Title: The impact of currency volatility on remittance inflows in Egypt (2000–2023)
Description:
This study investigates the effect of exchange rate volatility on remittance inflows to Egypt during the period 2000–2023.
It aims to determine whether currency fluctuations discourage remittances and how such volatility affects the volume and stability of remittance flows.
The research employs the Autoregressive Distributed Lag (ARDL) model to analyze both short-run and long-run relationships between remittance inflows and key macroeconomic variables.
Exchange rate volatility is measured using a three-year rolling standard deviation to capture persistent fluctuations.
Inflation and GDP growth are included as control variables.

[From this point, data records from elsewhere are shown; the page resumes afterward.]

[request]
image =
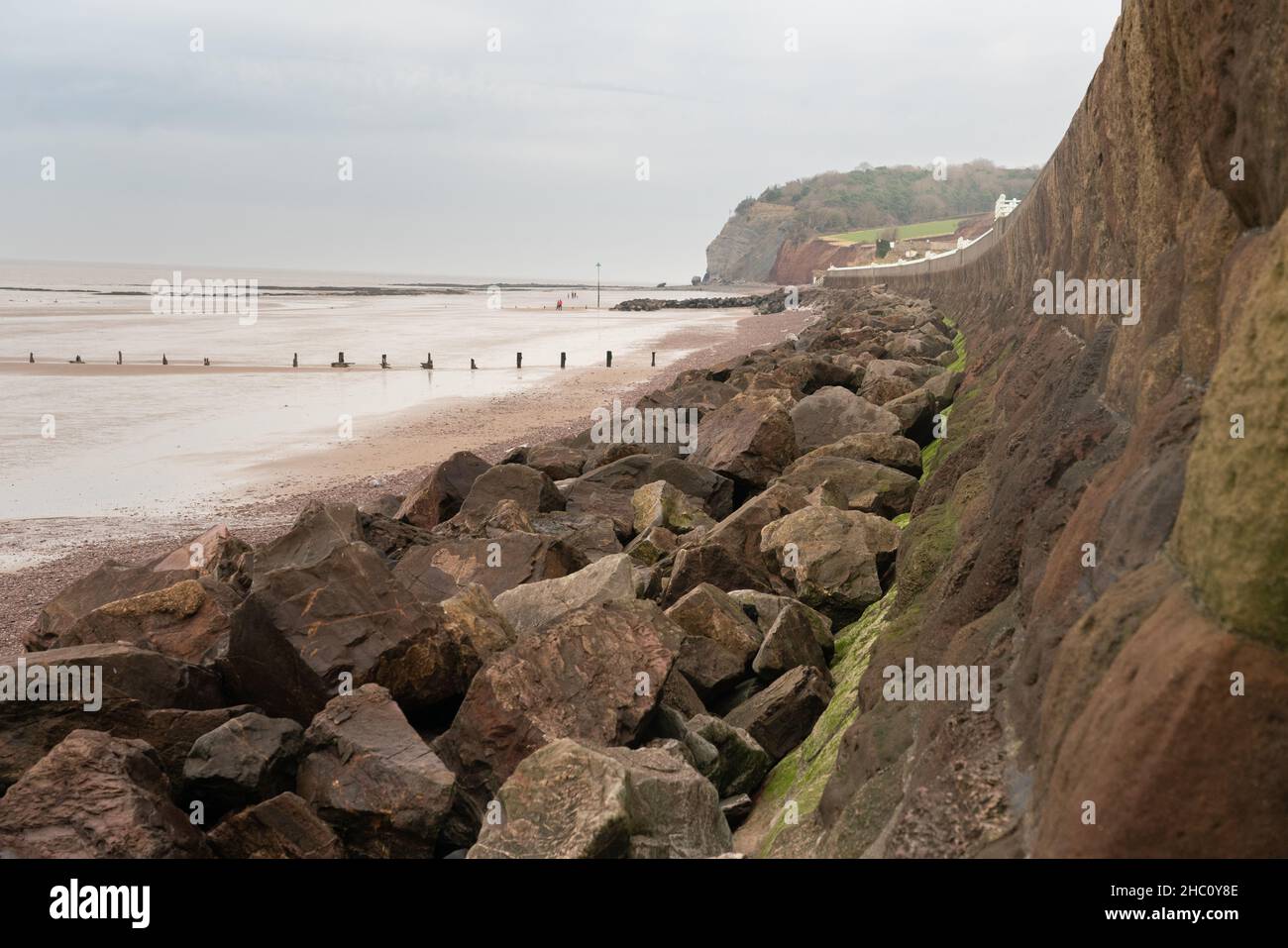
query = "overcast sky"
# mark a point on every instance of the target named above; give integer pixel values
(518, 162)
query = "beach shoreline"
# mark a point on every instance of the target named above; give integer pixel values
(407, 447)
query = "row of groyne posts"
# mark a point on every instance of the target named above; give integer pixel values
(384, 361)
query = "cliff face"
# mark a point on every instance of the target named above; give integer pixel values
(747, 245)
(1137, 703)
(798, 261)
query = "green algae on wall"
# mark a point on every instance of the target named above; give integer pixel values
(802, 776)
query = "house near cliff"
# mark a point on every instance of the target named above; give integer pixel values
(1005, 206)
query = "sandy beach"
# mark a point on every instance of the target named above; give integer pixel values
(408, 443)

The findings reveal a significant positive effect of exchange rate volatility on remittance inflows in the long run, suggesting that migrants send more money home when currency depreciation occurs.

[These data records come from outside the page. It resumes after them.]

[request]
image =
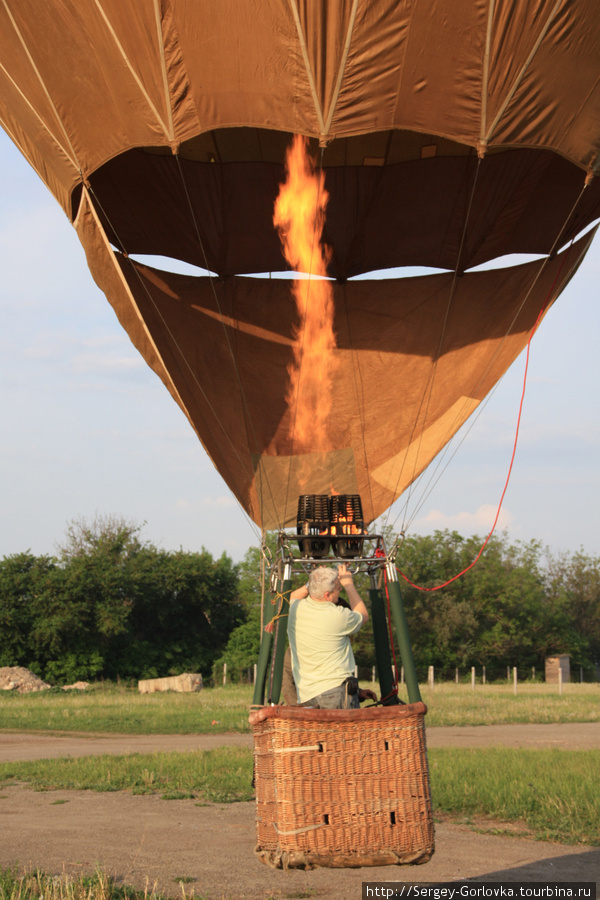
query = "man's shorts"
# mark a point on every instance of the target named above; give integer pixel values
(336, 698)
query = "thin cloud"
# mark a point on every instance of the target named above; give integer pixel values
(465, 522)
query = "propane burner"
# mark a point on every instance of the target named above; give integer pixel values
(325, 521)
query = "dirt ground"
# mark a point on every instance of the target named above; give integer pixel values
(145, 841)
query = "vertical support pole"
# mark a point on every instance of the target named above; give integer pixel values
(285, 588)
(266, 642)
(401, 626)
(381, 640)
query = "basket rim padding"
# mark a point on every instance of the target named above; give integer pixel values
(303, 713)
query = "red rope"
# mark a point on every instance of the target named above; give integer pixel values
(512, 459)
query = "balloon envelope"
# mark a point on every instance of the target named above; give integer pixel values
(448, 139)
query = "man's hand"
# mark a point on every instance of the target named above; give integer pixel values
(347, 582)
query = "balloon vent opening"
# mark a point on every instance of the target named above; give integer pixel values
(325, 522)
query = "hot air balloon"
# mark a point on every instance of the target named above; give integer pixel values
(447, 140)
(448, 135)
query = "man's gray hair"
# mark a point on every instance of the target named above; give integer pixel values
(321, 581)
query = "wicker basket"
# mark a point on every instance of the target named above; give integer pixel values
(342, 787)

In the short run, the second lag of exchange rate volatility is also significant and positive, reflecting sensitivity to recent currency movements.
Inflation and GDP growth are statistically insignificant in the long term, while the second lag of GDP growth shows a significant positive short-run effect.
These results offer insights for policymakers on how remittance behavior is shaped by exchange rate dynamics.
Recognizing the incentive effect of moderate depreciation can help guide foreign exchange and diaspora engagement policies, while extreme volatility should be managed to avoid shifts toward informal remittance channels.
In the long term, moderate exchange rate volatility can boost remittance inflows by enhancing the purchasing power of funds sent home.
However, in the short term, excessive volatility may create uncertainty, causing migrants to delay or reroute remittances.
The study emphasizes the importance of exchange rate stability in sustaining formal remittance flows and supporting economic resilience in Egypt.